North Korea as a country is a complete mystery. No one knows what really goes on there. Their communist leader is revered as a god, and the people live in absolute tyranny. Refugees like Yeonmi Park tell stories that would make your hair rise. But even though most people there live in extreme poverty, North Korean hackers are revered as some of the best in the world. Their government places a significant emphasis on hacking as a profession, and for many people, their life choice is to learn how to hack or starve to death. Most of them chose the former.
How do they target job seekers?
Lazarus is one of the most famous hacker groups in the world. Over the past couple of years, they’ve been targeting professionals on LinkedIn, disguised as HR staff, working for fake companies. With the massive rise of crypto during the same time, they’ve stolen billions of dollars.
Their newest operation started all the way in 2020, and we’re seeing the results now. They used social engineering tactics for two years to establish an online presence and falsely invited military and aerospace personnel with fake job offers.
In “Operation In(ter)ception”, they pretended to work for Coinbase, one of the world’s largest crypto exchanges. An unsuspecting victim would get a message on LinkedIn stating that they’re a perfect role for a new job with excellent starting pay and amazing benefits. At the start, everything seems pretty normal. They go through an interview process, and then the hackers send three files. One is a PDF file, another is an executable, and the third one is a downloader.
In reality, the PDF file is a decoy of an executable that launches the app and the downloader. At that moment, a device becomes compromised, and the hackers can retrieve payloads and information from anywhere in the world.
What’s even worse about it is that it isn’t limited to macOS. Now, they’ve created a version for Windows, and people will fall for it even more.
Is this the first time that North Korea has struck?
Earlier this year, the same hacker group stole over 600 million from the popular play-to-earn game Axie Infinity. They used the same tactic, which worked on a senior software developer trained to avoid phishing scams. The social engineering that Lazarus uses is outstanding. Even trained professionals can’t distinguish what’s real and what’s fake.
The former employee downloaded a PDF file, and through his device, the hackers could take control of 4 out of the 9 nodes that validate transactions. Silently, they sent 620 million dollars to their address, and the company didn’t realize that there was something wrong for almost a week.

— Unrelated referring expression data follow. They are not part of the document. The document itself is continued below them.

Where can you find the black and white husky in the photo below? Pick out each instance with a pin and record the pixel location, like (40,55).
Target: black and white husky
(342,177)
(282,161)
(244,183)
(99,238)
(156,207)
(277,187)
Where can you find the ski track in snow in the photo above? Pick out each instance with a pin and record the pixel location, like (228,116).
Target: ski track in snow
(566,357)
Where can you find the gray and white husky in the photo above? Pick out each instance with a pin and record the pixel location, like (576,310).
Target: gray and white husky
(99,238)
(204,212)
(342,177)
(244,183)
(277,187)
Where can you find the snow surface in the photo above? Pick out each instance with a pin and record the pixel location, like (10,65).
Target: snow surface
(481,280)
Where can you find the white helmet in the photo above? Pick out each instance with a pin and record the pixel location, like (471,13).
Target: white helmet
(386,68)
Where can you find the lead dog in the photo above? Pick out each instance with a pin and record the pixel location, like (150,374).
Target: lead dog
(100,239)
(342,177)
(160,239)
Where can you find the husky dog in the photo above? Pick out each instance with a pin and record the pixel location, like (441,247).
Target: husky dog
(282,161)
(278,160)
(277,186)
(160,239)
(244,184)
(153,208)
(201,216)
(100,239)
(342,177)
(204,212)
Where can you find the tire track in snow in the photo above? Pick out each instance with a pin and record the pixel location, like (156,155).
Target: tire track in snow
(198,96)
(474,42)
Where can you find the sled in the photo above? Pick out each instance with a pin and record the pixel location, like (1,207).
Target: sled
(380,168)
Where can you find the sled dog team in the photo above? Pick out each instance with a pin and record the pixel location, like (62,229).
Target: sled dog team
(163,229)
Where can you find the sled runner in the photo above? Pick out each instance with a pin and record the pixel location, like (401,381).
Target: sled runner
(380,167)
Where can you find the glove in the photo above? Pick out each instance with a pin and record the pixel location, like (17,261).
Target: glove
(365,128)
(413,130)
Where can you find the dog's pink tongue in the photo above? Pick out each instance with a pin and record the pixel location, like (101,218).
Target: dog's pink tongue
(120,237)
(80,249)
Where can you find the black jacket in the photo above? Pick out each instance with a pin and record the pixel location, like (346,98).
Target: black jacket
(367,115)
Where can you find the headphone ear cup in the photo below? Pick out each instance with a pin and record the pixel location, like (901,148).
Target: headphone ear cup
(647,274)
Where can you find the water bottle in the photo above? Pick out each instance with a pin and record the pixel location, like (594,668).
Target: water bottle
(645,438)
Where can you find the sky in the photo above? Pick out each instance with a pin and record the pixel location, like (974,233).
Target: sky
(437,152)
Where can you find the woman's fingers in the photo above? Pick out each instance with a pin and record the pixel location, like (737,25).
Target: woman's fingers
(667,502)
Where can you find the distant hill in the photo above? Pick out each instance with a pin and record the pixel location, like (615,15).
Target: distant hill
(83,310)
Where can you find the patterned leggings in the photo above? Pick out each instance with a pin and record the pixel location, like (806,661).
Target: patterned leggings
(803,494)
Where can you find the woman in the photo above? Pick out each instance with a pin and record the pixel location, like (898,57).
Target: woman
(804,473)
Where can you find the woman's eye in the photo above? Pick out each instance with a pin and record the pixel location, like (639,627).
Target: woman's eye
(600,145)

How can you protect yourself?
Don’t download files from strangers! It doesn’t matter if it’s LinkedIn, Facebook, Instagram, or email. You never know what could be inside. Hackers have created something that’s called a drive-by download.
They can install malware on your device without permission, just as long as you click a link. The file will be invisible, and the malware it installs will ask a simple yes or no question disguised as a system update. All it needs is a click. The option doesn’t matter. Because of this, it’s essential to double and triple-check whether the file you’re downloading is safe.
One of the things that can keep you safe is a VPN that works as an ad blocker as well. It’s the newest feature in the VPN industry that makes them a pioneer in the sector. With this feature active, every website you visit will check whether it’s real or has something fishy in the code.
Not only that but all of the files you download will be scanned for malware. This means that even if you mistakenly click on something and a drive-by download starts, this software will stop it in its tracks. Finally, Threat Protection blocks all cookies and ads, making you less targetable and ensuring that you’re browsing the web safely.
Of course, if you purposefully share personal information and have a weak password, all of the protection in the world won’t be useful. You need to learn about the best cybersecurity practices and implement them whenever you browse the net for maximum protection.